UCLA Develops World's Fastest Camera To Hunt Down Cancer In Real Time 51
MrSeb writes "Engineers at UCLA, led by Bahram Jalali and Dino Di Carlo, have developed a camera that can take 36.7 million frames per second, with a shutter speed of 27 picoseconds. By far the fastest and most sensitive camera in the world — it is some 100 times faster than existing optical microscopes, and it has a false-positive rate of just one in a million — it is hoped, among other applications, that the device will massively improve our ability to diagnose early-stage and pre-metastatic cancer. This camera can photograph single cells as they flow through a microfluidic system at four meters per second (9 mph — about 100,000 particles per second), with comparable image quality to a still CCD camera (with a max shooting speed of around 60 fps).
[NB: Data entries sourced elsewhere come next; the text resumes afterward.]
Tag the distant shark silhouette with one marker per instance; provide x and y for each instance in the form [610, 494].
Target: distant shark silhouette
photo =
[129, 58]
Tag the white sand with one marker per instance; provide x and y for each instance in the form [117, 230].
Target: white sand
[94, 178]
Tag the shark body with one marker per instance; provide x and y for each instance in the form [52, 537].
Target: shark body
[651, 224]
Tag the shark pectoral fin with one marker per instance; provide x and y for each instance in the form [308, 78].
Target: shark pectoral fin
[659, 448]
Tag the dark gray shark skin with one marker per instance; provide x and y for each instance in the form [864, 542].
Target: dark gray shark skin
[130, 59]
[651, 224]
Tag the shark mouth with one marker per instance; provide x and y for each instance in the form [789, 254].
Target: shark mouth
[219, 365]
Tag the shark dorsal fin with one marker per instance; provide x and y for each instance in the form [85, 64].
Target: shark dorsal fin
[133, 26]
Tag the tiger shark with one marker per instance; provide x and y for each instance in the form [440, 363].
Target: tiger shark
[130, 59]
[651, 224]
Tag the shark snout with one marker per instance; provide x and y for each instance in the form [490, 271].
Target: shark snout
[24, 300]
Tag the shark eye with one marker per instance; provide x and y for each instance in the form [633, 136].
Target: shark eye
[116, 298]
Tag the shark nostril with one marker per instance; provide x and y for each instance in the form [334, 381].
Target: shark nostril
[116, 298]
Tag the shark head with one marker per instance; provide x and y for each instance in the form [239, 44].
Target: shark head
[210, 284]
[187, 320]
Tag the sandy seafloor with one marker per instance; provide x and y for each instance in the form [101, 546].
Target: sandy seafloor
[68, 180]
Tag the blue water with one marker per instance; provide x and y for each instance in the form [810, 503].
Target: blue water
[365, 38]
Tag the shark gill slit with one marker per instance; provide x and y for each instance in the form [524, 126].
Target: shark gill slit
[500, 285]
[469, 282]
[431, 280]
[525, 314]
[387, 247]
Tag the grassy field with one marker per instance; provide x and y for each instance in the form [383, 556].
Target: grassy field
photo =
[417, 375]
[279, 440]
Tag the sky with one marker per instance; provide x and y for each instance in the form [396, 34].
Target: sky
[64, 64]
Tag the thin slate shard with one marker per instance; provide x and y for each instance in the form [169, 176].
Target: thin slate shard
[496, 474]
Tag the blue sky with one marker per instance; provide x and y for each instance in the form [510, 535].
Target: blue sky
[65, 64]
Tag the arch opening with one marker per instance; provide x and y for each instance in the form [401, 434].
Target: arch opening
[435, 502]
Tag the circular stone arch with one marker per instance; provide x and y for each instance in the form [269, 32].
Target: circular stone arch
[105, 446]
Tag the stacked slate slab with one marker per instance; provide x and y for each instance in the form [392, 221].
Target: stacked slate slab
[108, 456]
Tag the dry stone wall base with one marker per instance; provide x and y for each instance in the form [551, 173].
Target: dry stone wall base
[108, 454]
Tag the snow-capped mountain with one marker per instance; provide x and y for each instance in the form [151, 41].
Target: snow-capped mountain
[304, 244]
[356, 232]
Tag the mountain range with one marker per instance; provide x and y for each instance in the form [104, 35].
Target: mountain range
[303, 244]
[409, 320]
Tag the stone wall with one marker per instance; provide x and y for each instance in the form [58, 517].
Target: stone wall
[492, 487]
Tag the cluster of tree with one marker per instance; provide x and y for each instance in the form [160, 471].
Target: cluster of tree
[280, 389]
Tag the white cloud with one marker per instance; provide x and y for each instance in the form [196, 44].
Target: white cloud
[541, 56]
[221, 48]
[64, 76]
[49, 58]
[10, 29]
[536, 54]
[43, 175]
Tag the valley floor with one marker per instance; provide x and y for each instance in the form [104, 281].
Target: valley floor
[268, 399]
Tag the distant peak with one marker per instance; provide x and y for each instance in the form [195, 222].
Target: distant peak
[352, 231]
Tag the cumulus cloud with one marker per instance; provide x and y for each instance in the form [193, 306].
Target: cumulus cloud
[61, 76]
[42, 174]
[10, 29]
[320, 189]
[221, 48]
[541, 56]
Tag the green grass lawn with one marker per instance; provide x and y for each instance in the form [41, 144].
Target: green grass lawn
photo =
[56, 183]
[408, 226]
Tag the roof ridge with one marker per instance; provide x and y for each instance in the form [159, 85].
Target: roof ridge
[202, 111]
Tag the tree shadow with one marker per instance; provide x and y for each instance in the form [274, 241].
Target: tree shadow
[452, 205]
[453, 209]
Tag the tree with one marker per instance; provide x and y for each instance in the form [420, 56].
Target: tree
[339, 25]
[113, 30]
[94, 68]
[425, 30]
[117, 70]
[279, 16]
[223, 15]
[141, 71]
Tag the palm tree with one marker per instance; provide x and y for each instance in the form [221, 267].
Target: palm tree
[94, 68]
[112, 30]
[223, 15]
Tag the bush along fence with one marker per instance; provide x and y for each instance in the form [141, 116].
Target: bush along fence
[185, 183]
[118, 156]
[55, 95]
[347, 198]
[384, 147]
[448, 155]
Existing optical microscopes use CMOS sensors, but they're not fast enough to image more than 1,000 particles per second. With training, the brains of the operation — an FPGA image processor — can automatically analyze 100,000 particles per second and detect rare particles (such as cancer cells) 75% of the time."
Re:Oh just wait (Score:4, Interesting)
At 24fps playback, light itself would move only 192 meters per second. A pistol bullet would move at less than 1 mm a second resulting in a pretty much still-footage look.
Blinking the lights of a football stadium would look nice though.
100 times faster than existing optical microscopes (Score:4, Interesting)
100 times faster than existing optical microscopes
What does that mean before it went thru the journalist filter?
I haven't done film photography in twenty years, but I still thought of "fast lenses" like those weirdo F/0.3 "lenses" made outta mirrors and pretty much anything lower than F/1. You know, the lenses that cost about as much as a cheap new car. Yeah, a 35 picosecond shutter speed means you need a pretty fast lens to feed enough photons thru it, but what does that factor of 100 actually mean, like F/0.001 lens exists or something?